Pep Vidal - How Green Was My Valley
23.09 - 4.10.2016

My work is based on subtle and elusive changes, so small that they can’t be perceived with the naked eye until they lead to greater changes within the system. An example of this might be a book lying on a shelf, which falls one day for no apparent reason. This happens at a very specific moment in time as a result of a series of preceding events, which are predominantly chaotic, yet invisible. Everything that takes place between the moment the book is placed on the shelf and the moment it falls is precisely where my interests lie. This imperceptibility and intangibility of certain events is, above all, caused by a lack of information regarding the systems we live in and the innate limitations in how we perceive various phenomena. Here are three examples: 

Example no. 1:

One day I spotted a cut tree limb lying on the ground and I decided I would take it to my studio. When I tried to lift it, it turned out it was too heavy. So I tried to pick up another, smaller, log, but the same thing happened. I realised how little information I had at hand about the elements around me. In the course of our lives, in order to gather new information on a particular subject, we often refer to common knowledge and common sense, which, as in such cases as this, can fail us.

Example no. 2:

During one of my university courses in differential and integral calculus, the professor attempted to prove the existence of an infinite amount of numbers between 0 and 1 by drawing a straight line on the board with 0 at one end and 1 at the other. “This line represents the distance between 0 and 1”, he said. “If I approach the board, however,” he said as he walked up so close his nose was white with chalk, “This line is no longer the distance between 0 and 1, but 1 and 0.1”. He repeated this case several times, moving on to 0.01, 0.001, 0.0001 and so on.

0 ——————– 1
0 ——————– 0.1
0 ——————– 0.01
0 ——————– 0.001
0 ——————– 0.0001
0 ——————– 0.00001
0 ——————– 0.000001

What strikes me the most in this example is the fact that, actually, everything depends on precision.

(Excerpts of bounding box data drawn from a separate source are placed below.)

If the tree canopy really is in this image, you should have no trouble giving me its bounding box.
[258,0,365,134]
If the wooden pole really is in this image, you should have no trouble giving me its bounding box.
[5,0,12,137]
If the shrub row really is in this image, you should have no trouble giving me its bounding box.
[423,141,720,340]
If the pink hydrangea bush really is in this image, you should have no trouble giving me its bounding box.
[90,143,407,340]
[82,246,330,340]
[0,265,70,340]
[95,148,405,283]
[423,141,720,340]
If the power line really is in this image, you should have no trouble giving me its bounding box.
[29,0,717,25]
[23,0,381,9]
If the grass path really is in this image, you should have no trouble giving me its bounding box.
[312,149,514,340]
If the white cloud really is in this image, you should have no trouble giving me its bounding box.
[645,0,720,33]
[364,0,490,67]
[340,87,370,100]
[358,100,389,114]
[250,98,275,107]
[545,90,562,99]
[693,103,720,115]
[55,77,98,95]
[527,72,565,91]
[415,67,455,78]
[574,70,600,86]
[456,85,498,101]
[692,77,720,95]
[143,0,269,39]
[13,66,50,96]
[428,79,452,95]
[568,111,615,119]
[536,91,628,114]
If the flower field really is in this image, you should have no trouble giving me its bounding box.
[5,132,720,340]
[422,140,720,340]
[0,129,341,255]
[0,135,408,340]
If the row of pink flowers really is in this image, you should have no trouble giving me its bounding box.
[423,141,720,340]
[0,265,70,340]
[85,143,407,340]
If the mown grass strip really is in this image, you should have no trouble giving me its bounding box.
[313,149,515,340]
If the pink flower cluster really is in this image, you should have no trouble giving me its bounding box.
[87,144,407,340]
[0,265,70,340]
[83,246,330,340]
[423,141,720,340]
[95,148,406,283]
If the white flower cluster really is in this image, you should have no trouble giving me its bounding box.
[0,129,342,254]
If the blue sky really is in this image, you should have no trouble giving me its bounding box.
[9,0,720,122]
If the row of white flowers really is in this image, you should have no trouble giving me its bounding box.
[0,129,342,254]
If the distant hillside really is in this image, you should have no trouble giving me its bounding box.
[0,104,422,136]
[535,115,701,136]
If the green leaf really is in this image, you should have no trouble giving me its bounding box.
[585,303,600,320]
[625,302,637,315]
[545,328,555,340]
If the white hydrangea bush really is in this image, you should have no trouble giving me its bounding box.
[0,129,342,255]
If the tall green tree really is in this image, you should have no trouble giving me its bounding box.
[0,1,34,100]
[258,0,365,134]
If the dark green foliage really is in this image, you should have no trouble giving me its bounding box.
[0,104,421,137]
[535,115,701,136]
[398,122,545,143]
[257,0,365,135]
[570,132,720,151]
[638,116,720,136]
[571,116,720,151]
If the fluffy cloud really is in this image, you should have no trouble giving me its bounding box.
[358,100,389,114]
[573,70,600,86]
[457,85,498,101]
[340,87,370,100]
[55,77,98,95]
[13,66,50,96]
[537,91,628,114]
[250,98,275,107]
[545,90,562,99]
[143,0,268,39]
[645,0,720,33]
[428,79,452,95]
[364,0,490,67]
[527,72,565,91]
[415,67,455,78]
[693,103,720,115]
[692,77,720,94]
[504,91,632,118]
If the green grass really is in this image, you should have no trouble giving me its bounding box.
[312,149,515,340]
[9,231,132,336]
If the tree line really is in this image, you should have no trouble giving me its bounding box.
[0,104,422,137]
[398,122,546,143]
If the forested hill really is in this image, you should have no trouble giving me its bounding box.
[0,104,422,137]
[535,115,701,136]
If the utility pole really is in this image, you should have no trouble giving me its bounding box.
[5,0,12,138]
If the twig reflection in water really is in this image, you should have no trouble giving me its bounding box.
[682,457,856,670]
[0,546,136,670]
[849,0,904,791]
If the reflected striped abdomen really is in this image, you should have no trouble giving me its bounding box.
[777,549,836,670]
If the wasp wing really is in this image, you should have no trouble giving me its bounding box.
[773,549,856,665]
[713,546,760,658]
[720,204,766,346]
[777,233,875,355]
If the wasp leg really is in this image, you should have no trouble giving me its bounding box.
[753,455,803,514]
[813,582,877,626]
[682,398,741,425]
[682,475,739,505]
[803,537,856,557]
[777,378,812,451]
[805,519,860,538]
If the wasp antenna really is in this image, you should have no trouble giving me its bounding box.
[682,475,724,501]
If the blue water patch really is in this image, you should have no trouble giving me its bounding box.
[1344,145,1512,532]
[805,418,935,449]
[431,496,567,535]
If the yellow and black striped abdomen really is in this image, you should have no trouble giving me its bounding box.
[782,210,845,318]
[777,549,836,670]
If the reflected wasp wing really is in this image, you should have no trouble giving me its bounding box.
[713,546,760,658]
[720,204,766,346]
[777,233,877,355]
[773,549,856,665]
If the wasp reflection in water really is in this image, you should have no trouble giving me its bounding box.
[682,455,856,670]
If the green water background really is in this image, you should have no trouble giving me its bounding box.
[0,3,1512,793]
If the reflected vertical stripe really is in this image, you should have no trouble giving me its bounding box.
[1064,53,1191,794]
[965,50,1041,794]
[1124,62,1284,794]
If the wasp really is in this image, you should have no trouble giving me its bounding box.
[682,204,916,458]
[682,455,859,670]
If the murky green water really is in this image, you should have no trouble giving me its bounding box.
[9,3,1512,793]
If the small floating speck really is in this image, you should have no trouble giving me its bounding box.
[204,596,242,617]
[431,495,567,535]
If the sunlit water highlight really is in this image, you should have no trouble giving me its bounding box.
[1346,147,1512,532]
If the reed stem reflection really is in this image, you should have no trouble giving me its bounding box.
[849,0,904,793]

Depending on how great the precision we apply in making our measurement or controlling things (within systems), the greater or smaller the knowledge we can acquire about certain things (systems). The need to measure the length of a highway isn’t the same as measuring the distance travelled by particles in the Large Hadron Collider. This is why the precision required by each particular system demonstrates how similar or radically different they are. In most instances, however, we’re not capable of measuring things with great precision and this is also why, for the purposes of effective and fruitful interaction with other systems (other elements) we need intuition and knowledge that has been previously acquired.

Example no. 3:

“Football Pitch” (2016) is a series of 826 photographs in which I delete an area (white spot) that, according to my intuition, would be taken up by a white sphere 2.5 metres in diameter within a football pitch. We refer to the football pitch colloquially as a standard unit of measure (e.g. 65 hectares of forest burned down, which is equivalent to 31 football pitches). When I was a kid, I was surprised by this fact but today I realize how useful it is as a measurement that people know and can imagine. That is why, in deleting an area that would be taken up by such a sphere, based on my intuition rather than precise calculations, a dialogue is started up about what is standard and what is intuitive/perceptual. The series of 826 photographs were integral to whiting out an entire football pitch, in other words, it could fit 826 spheres of 2.5 metres in diameter. What is significant is that this is not a precise calculation, but the fruit of my intuition / perception.